Arne - interesting photos. There are plenty of ways to skin a cat and I have no doubt the boats you refer to were sound and good. Richard Hartley was adamant in the use of truss frames and advocated not using transverse rods in the armature of all his smaller boats, including the South Seas. I guess the one in your photo was either not a Hartley, or it was a larger vessel as I can see the transverse rods (on a 45 degree angle). Personally I followed Brian Donovan's school of thought which was placement of longitudinal rods along the diagonals, transverse rods on an angle, structural floors and structural sole, and building over wooden temporary mould frames. In his writings and in his lectures, Hartley was totally one-eyed about his construction design and methods, which were based on his past experience as a wooden boat builder.
(As a digression I once heard him justify his permanent truss frames by analogy with a canvas-covered canoe, and the fact that it would collapse if you took out the frames! He was not an engineer and he seemed to have a hatred of engineers, especially academics. I have seen him engage with Morley Sutherland (an engineer ferrocement pioneer) about these matters and feathers were very ruffled on both sides. That said, his designs worked reliably all around the world. A little-known fact is that, including his catalogues, he was in his day New Zealand's best-selling author.)

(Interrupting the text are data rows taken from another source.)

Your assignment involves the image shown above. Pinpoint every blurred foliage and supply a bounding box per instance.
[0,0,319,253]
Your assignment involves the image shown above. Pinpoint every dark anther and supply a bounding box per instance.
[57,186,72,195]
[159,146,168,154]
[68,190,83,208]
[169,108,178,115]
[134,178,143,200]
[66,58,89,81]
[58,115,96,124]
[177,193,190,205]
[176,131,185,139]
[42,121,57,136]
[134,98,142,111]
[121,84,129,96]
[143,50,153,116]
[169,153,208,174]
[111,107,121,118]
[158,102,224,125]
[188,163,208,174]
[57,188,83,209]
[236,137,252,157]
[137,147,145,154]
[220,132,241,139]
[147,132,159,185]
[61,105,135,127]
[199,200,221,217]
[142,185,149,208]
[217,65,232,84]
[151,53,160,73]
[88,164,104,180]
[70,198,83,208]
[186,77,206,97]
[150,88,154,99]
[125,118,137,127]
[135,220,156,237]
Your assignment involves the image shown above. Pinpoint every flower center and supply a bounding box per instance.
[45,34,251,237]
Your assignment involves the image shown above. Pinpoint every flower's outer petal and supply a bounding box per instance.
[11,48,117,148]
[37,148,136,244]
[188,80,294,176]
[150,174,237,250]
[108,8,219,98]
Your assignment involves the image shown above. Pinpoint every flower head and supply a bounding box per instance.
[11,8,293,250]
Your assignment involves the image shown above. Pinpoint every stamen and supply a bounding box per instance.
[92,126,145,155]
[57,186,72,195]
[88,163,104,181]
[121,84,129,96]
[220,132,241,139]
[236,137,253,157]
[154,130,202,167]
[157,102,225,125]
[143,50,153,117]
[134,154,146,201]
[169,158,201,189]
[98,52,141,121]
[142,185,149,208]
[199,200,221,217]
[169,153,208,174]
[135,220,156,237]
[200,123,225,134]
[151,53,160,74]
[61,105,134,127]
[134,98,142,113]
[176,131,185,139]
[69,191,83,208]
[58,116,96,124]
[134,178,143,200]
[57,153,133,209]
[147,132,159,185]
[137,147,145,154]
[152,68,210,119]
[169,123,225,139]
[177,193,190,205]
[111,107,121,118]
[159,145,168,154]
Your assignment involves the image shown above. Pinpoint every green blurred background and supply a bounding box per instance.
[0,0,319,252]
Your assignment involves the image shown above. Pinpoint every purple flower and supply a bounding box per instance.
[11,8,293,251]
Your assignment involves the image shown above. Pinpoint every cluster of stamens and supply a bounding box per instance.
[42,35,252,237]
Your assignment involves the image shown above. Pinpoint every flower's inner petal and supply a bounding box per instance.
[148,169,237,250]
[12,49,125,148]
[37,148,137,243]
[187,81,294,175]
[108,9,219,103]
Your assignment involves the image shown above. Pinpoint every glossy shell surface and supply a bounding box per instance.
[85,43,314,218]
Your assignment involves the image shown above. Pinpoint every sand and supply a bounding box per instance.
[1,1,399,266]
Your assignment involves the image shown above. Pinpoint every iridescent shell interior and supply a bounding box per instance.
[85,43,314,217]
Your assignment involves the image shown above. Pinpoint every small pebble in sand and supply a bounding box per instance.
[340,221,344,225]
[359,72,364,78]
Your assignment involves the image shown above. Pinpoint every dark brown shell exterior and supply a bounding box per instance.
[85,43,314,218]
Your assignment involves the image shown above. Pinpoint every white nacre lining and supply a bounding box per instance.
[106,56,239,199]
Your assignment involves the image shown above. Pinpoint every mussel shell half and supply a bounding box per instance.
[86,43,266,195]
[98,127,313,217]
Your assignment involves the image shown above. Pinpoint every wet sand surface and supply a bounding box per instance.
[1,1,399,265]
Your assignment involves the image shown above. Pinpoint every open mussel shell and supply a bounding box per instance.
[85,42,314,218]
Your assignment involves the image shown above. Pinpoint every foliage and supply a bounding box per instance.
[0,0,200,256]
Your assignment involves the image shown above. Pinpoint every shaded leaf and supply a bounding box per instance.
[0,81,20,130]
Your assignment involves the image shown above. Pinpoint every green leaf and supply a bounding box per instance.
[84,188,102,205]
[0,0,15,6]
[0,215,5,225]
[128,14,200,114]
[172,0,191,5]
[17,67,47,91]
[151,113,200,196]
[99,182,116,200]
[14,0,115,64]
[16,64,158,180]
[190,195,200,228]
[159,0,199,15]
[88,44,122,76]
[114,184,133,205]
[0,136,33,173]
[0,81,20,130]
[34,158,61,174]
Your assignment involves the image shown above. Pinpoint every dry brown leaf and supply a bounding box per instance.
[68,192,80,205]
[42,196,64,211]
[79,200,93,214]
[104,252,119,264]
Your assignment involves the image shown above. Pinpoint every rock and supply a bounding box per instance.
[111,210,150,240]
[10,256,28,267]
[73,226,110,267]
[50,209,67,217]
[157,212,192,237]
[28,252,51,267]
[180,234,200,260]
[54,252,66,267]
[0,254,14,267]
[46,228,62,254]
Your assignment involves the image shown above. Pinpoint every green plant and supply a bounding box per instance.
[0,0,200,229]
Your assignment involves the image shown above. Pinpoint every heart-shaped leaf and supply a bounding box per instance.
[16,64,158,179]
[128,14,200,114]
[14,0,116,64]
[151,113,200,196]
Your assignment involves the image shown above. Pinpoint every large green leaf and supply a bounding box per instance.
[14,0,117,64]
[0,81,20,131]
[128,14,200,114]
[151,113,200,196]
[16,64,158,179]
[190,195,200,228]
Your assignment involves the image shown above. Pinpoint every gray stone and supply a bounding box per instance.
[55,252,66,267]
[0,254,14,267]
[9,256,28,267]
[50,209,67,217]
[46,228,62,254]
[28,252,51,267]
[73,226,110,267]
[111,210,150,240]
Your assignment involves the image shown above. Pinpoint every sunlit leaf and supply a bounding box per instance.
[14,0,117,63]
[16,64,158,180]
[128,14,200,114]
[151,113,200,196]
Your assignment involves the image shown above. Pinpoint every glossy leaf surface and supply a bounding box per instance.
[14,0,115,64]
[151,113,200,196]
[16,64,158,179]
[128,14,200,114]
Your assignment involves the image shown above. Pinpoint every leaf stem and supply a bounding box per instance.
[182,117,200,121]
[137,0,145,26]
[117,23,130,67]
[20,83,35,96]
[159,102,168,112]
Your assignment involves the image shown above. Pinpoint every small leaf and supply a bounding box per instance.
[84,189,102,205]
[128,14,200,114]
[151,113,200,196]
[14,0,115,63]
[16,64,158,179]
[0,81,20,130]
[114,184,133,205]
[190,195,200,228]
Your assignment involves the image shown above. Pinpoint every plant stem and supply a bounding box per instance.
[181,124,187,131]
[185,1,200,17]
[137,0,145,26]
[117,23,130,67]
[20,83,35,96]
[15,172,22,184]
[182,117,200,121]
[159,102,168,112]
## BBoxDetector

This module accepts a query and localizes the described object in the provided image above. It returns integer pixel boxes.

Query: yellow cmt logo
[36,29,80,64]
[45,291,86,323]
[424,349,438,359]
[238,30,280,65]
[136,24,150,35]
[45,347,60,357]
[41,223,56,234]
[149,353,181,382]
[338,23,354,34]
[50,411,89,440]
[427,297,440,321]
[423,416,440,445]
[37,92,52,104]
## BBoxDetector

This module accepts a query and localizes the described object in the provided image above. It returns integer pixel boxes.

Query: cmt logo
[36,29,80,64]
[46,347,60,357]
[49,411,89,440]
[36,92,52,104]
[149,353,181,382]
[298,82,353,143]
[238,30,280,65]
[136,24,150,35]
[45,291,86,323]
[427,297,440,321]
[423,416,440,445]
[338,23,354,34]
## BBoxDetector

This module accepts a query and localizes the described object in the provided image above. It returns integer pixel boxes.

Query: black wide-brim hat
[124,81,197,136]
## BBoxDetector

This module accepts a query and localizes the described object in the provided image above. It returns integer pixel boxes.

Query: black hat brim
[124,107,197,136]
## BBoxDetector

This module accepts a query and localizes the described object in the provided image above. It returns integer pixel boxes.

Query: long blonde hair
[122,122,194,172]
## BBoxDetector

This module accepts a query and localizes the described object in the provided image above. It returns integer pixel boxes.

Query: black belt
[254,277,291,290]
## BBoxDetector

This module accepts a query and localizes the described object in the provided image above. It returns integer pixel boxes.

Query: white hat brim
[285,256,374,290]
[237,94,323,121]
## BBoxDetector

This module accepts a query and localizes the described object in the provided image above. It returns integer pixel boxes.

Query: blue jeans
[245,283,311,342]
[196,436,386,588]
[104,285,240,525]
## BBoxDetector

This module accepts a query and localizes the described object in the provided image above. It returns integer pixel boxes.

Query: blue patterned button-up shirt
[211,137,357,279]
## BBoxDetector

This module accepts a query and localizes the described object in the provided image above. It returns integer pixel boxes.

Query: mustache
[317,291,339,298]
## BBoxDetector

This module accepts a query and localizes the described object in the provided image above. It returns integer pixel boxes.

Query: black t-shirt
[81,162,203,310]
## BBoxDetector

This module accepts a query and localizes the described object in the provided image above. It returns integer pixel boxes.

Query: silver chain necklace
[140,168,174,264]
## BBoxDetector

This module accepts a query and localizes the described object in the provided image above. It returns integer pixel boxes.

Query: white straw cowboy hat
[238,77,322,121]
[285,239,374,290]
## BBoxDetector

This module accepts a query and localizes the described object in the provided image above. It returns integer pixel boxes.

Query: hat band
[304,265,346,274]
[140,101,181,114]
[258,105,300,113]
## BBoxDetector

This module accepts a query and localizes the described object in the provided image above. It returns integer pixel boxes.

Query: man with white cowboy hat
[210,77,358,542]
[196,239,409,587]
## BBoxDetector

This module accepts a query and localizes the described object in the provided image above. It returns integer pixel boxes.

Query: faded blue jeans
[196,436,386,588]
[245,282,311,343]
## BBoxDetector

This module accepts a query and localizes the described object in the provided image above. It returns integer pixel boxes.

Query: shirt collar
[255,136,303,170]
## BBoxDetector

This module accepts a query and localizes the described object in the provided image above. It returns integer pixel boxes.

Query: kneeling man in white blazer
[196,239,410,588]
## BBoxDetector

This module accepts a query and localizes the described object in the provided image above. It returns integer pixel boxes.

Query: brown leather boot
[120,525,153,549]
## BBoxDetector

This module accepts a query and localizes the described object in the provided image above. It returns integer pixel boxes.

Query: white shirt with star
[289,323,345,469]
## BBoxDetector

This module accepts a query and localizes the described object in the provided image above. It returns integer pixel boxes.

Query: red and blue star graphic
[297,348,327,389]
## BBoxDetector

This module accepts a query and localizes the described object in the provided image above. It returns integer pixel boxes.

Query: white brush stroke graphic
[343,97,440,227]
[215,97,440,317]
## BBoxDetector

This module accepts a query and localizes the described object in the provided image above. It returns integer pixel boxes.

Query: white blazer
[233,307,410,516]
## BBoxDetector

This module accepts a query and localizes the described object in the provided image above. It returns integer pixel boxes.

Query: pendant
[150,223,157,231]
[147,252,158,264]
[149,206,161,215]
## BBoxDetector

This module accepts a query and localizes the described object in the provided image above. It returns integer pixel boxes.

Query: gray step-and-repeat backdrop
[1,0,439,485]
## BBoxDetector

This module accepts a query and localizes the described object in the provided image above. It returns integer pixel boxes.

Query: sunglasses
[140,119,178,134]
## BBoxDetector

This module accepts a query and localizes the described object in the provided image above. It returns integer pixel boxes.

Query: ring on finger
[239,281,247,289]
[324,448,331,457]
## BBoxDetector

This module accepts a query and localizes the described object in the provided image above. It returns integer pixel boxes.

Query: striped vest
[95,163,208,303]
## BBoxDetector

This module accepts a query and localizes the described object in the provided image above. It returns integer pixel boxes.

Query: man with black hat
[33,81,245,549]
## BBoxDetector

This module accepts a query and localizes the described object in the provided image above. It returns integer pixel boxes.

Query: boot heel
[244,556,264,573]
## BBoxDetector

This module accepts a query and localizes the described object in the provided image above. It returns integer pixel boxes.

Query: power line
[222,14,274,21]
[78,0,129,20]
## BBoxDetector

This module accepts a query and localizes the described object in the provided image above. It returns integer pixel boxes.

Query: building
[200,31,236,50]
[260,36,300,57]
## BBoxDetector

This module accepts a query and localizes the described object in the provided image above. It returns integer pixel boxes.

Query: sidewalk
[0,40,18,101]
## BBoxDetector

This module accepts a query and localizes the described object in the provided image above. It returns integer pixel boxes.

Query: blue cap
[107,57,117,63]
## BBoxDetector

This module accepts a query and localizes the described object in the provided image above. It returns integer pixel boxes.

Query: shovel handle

And he was adamant about using the 2-shot method. Yet to talk to Richard personally on a one-to-one basis he was a really nice guy, kind, helpful and always willing to discuss. None of his ferrocement designs had any visual beauty in my view - except perhaps the RORC series, to a degree - but I commercially fished for 10 years out of a modified Hartley South Seas and got to like it. (We took a sledge hammer to it, chopped a metre off the stern, smashed off that ugly semi-clipper bow then repaired the damage. We shortened her down to 35' to avoid the survey regulations, and she was a better boat for it. It served me well and paid for itself many times over. The old transom (which must have weighed half a ton) is still lying in the mud down here in the mangroves. I will put photos and all that story up on my website later when I get time.)
The Lone Gull turned out to be a superb longliner, I wouldn't have changed a thing more. The black longliner, Heidi Lisa, on the left, in the fishing basin photo, is a Hartley Coastal 32. (Man, could that thing stand on its stern and pitch, when bucking a head sea. Did a lot of miles and caught a lot of fish though).
Paul, thanks so much for those brilliant links. I am absolutely gutted now that I have gone too far in meshing up my current project with steel mesh, and commenced the plastering. I would rip it all off and use basalt fibre but there are about 7,000 or 8,000 staples holding the mesh down! (I used a battery-powered staple gun, burned out the first one, dropped the second one in the tide and I'm on my third. Brilliant device.)
One of the links Paul gave me shows basalt rod, it appears to have better (memory) characteristics than semi-high tensile steel for using in a conventional ferrocement-type armature layup. Two directionally opposed layers should fair themselves up nicely.
I would say a one-off BFRC hull along conventional FC lines would be feasible, and also being potentially stronger/stiffer it might be possible to move away from the double-compound curvature and look at hard chine models.
Female moulds, gell coats and mortar with chopped strands sprayed onto a layer of mesh would probably be the shot for commercial production.
I've got 45-year old tested ferrocement sheathing specimens here and I'm going down that road personally, for this somewhat extreme hull design. I have done it on a round bilge launch, but although the sheathing was satisfactory the result was not, so I don't recommend it generally, unless sheathing an old worn-out hull that would have to be scuttled otherwise, in which case it can sometimes be "just what the doctor ordered", depending on hull shape, displacement etc.
Basalt fibre would have been lighter, stronger, and a cinch to apply as a sheath - and I would have considered stopping the the sheath at the boot top. Food for thought. Too late for me now.
Marcus reckons he will pick up the baton. Some day.